Source: Phnom Penh Post
Date: August 26, 2019

The National Bank of Cambodia (NBC) urged financial institutions across the Kingdom to increase the share of local currency in their loan portfolios to at least 10 per cent by the end of this year.

During its 48th Monetary Policy Committee meeting last week, the NBC reminded commercial lenders to comply with the new requirement.

In December 2016, the NBC issued a prakas instructing all banks and MFIs to hold a minimum 10 per cent of their loan portfolio in riel.

The NBC has given commercial lenders until the end of this year to comply.

Kea Borann, AMK (Angkor Mikroheranhvatho Kampuchea) Microfinance Institution Plc CEO, said local currency accounts for 70 per cent of its total loan portfolios.
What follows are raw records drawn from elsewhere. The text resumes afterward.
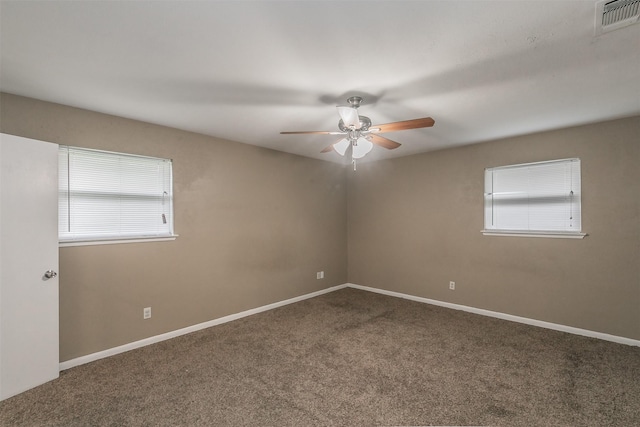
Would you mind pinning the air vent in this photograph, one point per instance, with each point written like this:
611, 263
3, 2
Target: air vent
614, 14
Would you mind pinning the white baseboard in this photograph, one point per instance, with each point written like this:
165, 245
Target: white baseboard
162, 337
503, 316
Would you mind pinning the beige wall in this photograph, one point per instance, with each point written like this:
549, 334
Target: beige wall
255, 226
414, 225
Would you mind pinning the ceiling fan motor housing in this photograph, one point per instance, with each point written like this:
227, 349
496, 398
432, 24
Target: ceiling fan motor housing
365, 123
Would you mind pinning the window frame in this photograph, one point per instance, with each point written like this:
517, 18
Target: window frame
548, 233
135, 237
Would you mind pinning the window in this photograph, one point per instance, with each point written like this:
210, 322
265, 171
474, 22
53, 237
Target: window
106, 197
534, 199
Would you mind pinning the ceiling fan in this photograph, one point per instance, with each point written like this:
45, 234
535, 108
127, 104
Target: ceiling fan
360, 135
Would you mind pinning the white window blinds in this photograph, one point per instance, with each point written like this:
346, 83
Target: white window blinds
535, 197
113, 196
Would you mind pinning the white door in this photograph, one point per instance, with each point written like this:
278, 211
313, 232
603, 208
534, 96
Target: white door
28, 249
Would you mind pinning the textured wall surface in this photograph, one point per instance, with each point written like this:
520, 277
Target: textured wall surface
254, 226
414, 225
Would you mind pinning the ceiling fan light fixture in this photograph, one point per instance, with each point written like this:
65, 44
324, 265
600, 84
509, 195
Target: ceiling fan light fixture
361, 148
349, 116
341, 146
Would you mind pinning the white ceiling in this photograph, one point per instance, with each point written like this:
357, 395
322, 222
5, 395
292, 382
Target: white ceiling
246, 70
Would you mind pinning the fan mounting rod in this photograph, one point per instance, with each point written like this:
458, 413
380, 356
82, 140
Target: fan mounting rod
354, 101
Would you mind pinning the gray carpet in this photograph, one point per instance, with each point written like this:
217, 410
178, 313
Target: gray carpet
349, 358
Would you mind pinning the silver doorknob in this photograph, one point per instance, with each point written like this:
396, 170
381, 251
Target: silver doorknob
50, 274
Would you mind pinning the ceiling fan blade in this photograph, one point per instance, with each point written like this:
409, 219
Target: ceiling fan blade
383, 142
310, 132
339, 147
424, 122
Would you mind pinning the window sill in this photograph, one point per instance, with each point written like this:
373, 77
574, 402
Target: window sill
69, 243
547, 234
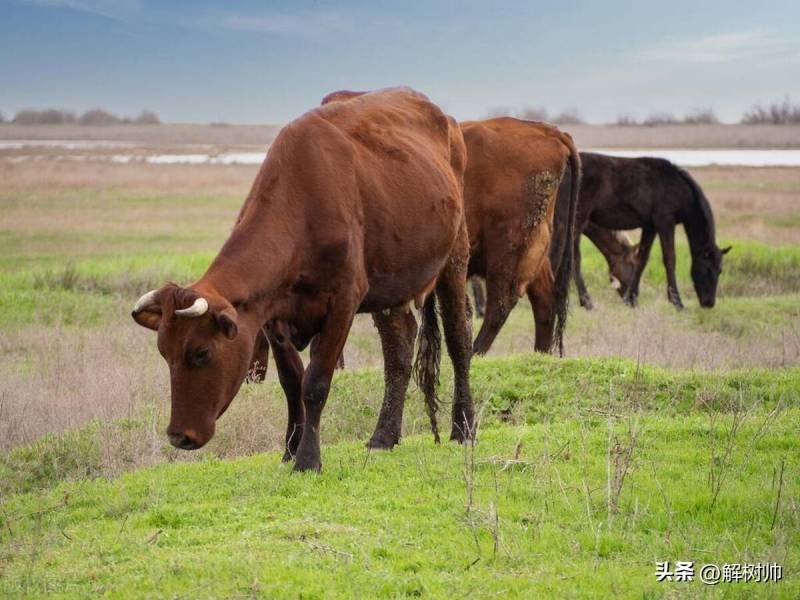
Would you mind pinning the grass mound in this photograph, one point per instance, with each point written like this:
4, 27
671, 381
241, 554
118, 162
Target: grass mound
586, 472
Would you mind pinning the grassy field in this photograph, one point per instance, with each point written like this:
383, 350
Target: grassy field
663, 436
580, 481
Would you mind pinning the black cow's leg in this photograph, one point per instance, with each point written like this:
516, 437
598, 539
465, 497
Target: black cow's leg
397, 330
318, 375
290, 373
648, 235
583, 293
451, 292
666, 236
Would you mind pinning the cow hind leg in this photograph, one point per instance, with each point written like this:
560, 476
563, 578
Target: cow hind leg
455, 312
542, 298
501, 298
397, 331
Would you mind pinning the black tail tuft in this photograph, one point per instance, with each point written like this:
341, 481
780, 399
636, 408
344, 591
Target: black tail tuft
429, 356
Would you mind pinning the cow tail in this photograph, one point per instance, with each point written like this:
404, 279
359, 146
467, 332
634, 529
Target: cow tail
428, 360
563, 271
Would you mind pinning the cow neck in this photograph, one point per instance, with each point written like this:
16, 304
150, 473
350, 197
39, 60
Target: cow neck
254, 263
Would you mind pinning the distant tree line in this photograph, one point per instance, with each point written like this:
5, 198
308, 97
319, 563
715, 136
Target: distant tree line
96, 116
776, 113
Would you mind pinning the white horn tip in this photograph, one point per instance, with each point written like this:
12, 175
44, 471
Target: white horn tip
145, 301
199, 308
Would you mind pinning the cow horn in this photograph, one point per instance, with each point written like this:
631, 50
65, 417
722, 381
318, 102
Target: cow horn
146, 301
199, 308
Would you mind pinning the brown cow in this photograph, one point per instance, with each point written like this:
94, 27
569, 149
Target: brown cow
510, 192
615, 246
357, 207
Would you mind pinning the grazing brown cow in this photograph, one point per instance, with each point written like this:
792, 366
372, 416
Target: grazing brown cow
511, 189
357, 207
615, 246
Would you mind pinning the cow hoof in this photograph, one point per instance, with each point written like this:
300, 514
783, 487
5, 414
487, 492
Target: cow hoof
301, 465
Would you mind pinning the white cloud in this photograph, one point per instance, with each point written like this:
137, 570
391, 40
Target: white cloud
725, 47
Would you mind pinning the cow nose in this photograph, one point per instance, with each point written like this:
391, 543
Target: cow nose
182, 441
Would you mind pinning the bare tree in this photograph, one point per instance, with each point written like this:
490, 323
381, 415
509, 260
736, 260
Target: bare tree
626, 120
777, 113
569, 116
98, 116
701, 116
147, 117
48, 116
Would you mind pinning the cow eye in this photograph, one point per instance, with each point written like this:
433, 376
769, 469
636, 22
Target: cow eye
200, 357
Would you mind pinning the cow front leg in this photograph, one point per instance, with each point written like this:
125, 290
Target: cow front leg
648, 236
260, 359
667, 238
290, 374
317, 378
583, 293
479, 294
397, 331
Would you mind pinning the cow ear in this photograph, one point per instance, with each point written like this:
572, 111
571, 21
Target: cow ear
226, 321
149, 318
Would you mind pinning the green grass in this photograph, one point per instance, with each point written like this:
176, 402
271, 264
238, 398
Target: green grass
422, 520
402, 523
520, 390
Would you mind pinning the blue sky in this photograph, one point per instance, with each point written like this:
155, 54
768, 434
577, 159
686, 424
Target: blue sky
256, 62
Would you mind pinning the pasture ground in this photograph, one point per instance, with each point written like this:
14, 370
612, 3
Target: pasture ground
587, 470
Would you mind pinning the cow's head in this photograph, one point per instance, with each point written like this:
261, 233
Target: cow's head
706, 268
622, 269
207, 346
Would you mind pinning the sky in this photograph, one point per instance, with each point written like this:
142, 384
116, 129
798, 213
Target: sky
268, 62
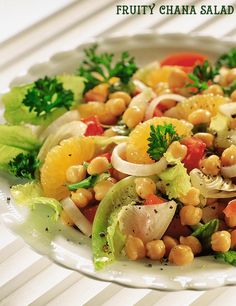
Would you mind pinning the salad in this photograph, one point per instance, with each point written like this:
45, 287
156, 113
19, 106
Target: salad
140, 159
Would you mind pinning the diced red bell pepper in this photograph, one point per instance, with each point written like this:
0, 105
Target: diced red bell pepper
195, 152
152, 199
93, 126
184, 60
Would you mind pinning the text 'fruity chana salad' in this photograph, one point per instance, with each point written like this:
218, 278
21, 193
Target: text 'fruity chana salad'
143, 160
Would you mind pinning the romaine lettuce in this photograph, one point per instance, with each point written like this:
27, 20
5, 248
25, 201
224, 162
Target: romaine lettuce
31, 195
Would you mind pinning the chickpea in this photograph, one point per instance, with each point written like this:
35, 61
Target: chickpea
233, 96
221, 241
102, 188
155, 249
211, 165
177, 78
98, 93
192, 197
207, 138
199, 116
162, 87
133, 116
116, 106
121, 95
190, 215
75, 174
215, 90
232, 123
144, 187
230, 221
169, 243
98, 165
66, 219
181, 255
109, 133
228, 157
81, 197
233, 239
192, 242
177, 150
135, 248
230, 76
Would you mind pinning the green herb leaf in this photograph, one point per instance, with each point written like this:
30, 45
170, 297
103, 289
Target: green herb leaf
204, 232
228, 257
47, 95
201, 75
89, 182
98, 68
227, 59
160, 138
24, 165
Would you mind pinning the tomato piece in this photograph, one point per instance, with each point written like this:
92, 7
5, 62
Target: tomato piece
89, 212
184, 59
230, 209
152, 199
93, 126
195, 151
Borann, who is also a member of the Cambodia Microfinance Association (CMA) Board of Directors, said: “[Given that] most of our clients are rural farmers and our loans are mostly micro, many of our borrowers need riel for their transactions,” he said.

He added that “around 30 per cent of all MFIs in the Kingdom” would find it difficult to adhere to the NBC’s new requirement, saying those institutions “do not have a lot of operations in the countryside where the riel dominates”.

However, he said: “It’s not a big obstacle because the NBC has provided so much facilitation to ensure the success of the policy.

“I think, eventually, more and more microfinance institutions will succeed in meeting the standard set by the NBC.”

Bun Mony, chairman of Vithey Microfinance Institution, said currently many banks are struggling to lend riel to people even with a lower interest rate.

“I strongly support lending in riel because it will promote the use of the currency,” he said, adding that local currency acoounts for more than 10 per cent of the banks loan portfolios.

President and Group Managing Director of Acleda Bank Plc., In Channy, said riel accounts for 12.5 per cent of its total loan portfolios.

“For Acleda, increasing our share of lending in the local currency is not difficult because the bank serves customers from urban and rural areas,” he said.

Bun Yin, CEO of CIMB Bank Plc, was optimistic that it would meet the NBC’s requirement by the end of this year.

“The share of local currency in CIMB’s loan portfolios has reached seven per cent so far,” he said.

In November last year, Phillip Bank’s general manager Han Peng Kwang said the majority of borrowers in Phnom Penh still prefer to apply for loans in US dollars rather than riel, though some have become more receptive to borrow a portion of their loan in riel.